Coffee plants grown in different regions, at different altitudes, and in different climates can produce beans with widely varying flavour profiles. For example, Arabica beans are known for their sweeter, more delicate flavours, while Robusta beans are often described as having a stronger, more bitter taste. By choosing beans from a specific variety, roasters and coffee shops can create blends that have a certain desired flavour profile.
- Variety can impact the sustainability of coffee production.
Certain varieties of coffee plants are more resistant to diseases and pests, which can make them easier to grow and therefore more sustainable. For example, the Catimor variety, which is a hybrid of Arabica and Robusta plants, is known for its ability to withstand drought and resist diseases like leaf rust. By choosing to source beans from more sustainable varieties, coffee producers can help ensure the long-term viability of their operations.
- Variety can affect the price and availability of coffee.

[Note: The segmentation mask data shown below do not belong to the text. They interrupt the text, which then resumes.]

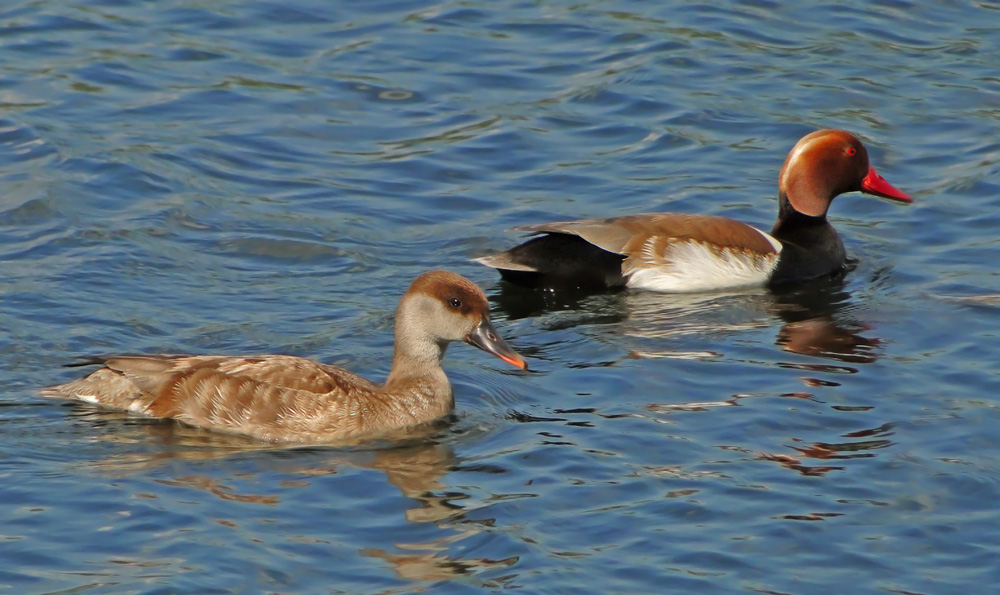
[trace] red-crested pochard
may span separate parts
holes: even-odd
[[[454,273],[431,271],[399,302],[395,355],[383,386],[289,355],[122,355],[95,358],[88,363],[104,367],[42,394],[273,442],[366,440],[454,409],[441,368],[452,341],[527,369],[490,322],[482,290]]]
[[[913,200],[875,171],[853,134],[818,130],[785,158],[769,234],[725,217],[626,215],[515,227],[538,237],[476,262],[513,283],[544,288],[676,293],[802,281],[842,270],[844,244],[826,212],[837,195],[853,191]]]

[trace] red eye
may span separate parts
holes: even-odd
[[[854,147],[847,147],[847,155],[849,157],[854,157],[857,154],[858,154],[858,150],[857,149],[855,149]]]

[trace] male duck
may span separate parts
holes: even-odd
[[[785,158],[769,234],[725,217],[626,215],[515,227],[538,237],[476,261],[513,283],[545,288],[676,293],[802,281],[842,270],[844,244],[826,212],[834,198],[854,191],[913,201],[875,171],[856,136],[819,130]]]

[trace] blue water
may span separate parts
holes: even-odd
[[[0,591],[992,593],[1000,5],[33,0],[0,8]],[[517,291],[518,224],[768,228],[861,135],[911,206],[771,293]],[[530,358],[449,350],[432,438],[274,448],[39,398],[113,352],[381,379],[419,273]]]

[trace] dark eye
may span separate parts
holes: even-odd
[[[855,149],[854,147],[847,147],[847,156],[848,157],[854,157],[857,154],[858,154],[858,150],[857,149]]]
[[[448,305],[458,310],[459,308],[462,307],[462,300],[458,298],[451,298],[450,300],[448,300]]]

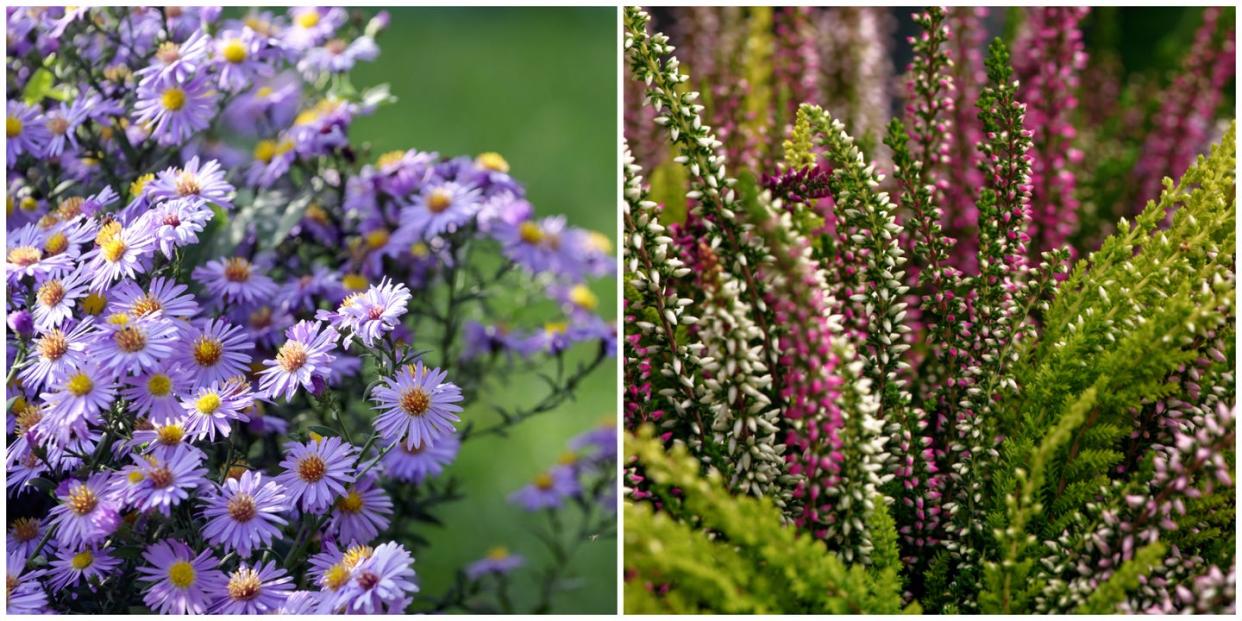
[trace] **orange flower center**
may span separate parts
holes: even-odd
[[[130,354],[142,351],[142,348],[147,346],[146,335],[134,326],[125,326],[117,330],[116,334],[112,335],[112,341],[121,348],[121,351]]]
[[[229,517],[238,522],[249,522],[258,514],[255,509],[254,498],[250,494],[238,494],[229,500]]]
[[[250,262],[241,257],[231,257],[224,262],[224,277],[230,282],[250,280]]]
[[[401,409],[410,416],[422,416],[431,407],[431,398],[421,388],[411,388],[401,394]]]
[[[298,462],[298,476],[307,483],[318,483],[327,472],[328,465],[318,455],[311,455]]]
[[[276,363],[280,368],[292,373],[302,368],[306,364],[308,354],[306,348],[297,341],[289,341],[280,346],[280,351],[276,353]]]
[[[49,280],[39,287],[39,303],[44,306],[56,306],[65,299],[65,285],[59,280]]]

Some varieties of coffee plants are more difficult to grow or are only found in certain regions, which can make them more expensive and harder to obtain. For example, Kona coffee, which is grown in the Kona region of Hawaii, is known for its high quality and can command a higher price due to its limited availability. On the other hand, more common varieties like Arabica and Robusta are more widely available and tend to be less expensive.
In conclusion, variety is an important factor to consider when it comes to coffee. Different varieties have different flavour profiles, can impact the sustainability of production, and can affect the price and availability of the final product. By understanding the role that variety plays in the world of coffee, consumers can make more informed choices about the beans they choose to brew.